There's little doubt that many pharmaceuticals have an important role to play in fighting illness, but the ongoing controversy over the influenza drug Tamiflu highlights the importance of not simply relying on medication alone.
Tamiflu is an anti-viral drug that supposedly works by slowing the spread of the virus between the body's cells and has been used to treat tens of millions of patients since its release.
It is listed as an 'essential' medicine by the World Health Organisation and governments around the world have spent billions creating stockpiles for use in the event of a pandemic.
Yet the effectiveness of Tamiflu has been debated for some time now, after reviewers from the prestigious Cochrane Collaboration found no clear evidence that the drug prevents complications in otherwise healthy people with influenza.
Since then, experts have repeatedly voiced concerns that Tamiflu may not be as effective at reducing the symptoms of influenza as manufacturer Roche would have us believe.
But the company has so far failed to release key clinical trial data on the drug, despite promising to do so as far back as December 2009.
The situation really came to a head after Dr Fiona Godlee, editor-in-chief of the British Medical Journal, wrote an open letter to Roche in October of this year, urging the company to make all relevant data public.
At the time of writing, this has still not happened. Approximately 60 per cent of patient data from completed phase-III trials remain unpublished, prompting the Cochrane reviewers to voice concerns about "the likely overstating of effectiveness and the apparent under-reporting of potentially serious adverse effects".
Peter Gotzsche, leader of the Nordic Cochrane Centre in Copenhagen, now says that governments should "boycott Roche's products until they publish missing Tamiflu data", and even went so far as to question why governments in Europe have not sued the company "to get the money they had spent on needlessly stockpiling Tamiflu".
All of which begs the question, can we really trust and rely on the drugs we're advised to put into our body?
Fortunately for us, the body has its own powerful in-built biological defence system keeping us healthy. This is called the 'immune system' and it is comprised of a whole family of specialist cells and chemical signals which can resist viral and bacterial attack, and restore our body's biological integrity.

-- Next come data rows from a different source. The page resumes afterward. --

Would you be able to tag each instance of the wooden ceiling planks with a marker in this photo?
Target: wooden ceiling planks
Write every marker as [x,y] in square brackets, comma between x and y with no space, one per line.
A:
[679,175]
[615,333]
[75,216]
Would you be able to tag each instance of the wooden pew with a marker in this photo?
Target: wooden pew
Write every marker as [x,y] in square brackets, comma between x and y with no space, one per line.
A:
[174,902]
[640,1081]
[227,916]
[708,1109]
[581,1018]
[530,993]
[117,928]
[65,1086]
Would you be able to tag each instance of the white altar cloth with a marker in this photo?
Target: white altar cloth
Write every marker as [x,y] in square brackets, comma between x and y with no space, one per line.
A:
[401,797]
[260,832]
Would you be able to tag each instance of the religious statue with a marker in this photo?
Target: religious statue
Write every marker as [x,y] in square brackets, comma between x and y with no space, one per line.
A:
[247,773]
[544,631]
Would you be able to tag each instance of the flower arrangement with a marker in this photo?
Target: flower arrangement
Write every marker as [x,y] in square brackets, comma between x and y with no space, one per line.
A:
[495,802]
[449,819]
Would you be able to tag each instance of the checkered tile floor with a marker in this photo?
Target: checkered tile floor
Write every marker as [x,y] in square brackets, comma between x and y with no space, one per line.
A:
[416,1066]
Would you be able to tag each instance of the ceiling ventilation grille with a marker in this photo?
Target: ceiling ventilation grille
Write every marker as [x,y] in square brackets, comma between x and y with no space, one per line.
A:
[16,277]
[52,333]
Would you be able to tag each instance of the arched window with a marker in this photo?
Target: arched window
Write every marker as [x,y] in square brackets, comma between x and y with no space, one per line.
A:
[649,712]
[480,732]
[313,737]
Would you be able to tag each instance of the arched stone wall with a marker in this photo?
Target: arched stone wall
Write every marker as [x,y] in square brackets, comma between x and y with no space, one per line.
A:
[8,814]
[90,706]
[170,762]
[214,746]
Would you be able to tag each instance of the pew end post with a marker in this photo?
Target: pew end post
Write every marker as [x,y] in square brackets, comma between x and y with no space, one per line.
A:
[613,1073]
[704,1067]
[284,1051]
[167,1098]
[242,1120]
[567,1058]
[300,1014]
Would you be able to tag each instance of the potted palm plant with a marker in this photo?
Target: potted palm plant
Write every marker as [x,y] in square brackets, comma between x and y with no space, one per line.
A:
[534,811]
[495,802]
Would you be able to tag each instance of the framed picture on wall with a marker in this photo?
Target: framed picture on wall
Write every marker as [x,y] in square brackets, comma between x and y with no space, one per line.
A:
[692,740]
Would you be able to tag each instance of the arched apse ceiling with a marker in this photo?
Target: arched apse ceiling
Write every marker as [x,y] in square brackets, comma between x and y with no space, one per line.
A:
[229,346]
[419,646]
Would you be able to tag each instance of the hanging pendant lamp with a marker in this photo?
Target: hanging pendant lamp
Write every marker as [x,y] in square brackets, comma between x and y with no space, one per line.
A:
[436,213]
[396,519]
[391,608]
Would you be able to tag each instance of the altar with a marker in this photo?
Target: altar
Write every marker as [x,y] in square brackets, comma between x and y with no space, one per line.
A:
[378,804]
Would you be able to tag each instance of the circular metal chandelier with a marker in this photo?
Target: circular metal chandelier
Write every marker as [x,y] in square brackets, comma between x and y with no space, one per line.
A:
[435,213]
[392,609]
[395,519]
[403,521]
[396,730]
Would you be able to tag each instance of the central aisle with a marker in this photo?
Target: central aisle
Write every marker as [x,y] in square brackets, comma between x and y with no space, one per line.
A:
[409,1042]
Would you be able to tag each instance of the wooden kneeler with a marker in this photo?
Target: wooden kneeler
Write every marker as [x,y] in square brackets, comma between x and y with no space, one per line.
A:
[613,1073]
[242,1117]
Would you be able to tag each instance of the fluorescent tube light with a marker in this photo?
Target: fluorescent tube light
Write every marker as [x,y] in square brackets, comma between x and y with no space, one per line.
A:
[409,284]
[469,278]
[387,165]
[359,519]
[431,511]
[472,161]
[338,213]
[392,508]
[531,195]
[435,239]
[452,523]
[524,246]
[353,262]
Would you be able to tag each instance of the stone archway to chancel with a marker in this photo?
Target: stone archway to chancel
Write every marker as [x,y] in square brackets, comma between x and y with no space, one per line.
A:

Our immune system can be optimised by healthy lifestyle choices as well as food supplements. Conversely, it can be severely disrupted by unhealthy lifestyle choices such as eating poorly, smoking, drinking alcohol to excess and not receiving adequate nutrients. This is why it is so important to make positive lifestyle choices: for without an effective immune system, even the best medical intervention is not going to be effective.
The health of our immune system, therefore, must always be at the top of the list, whether we are being treated by a medical doctor or taking a natural alternative approach. In fact, it can be the deciding factor in disease recovery and prevention.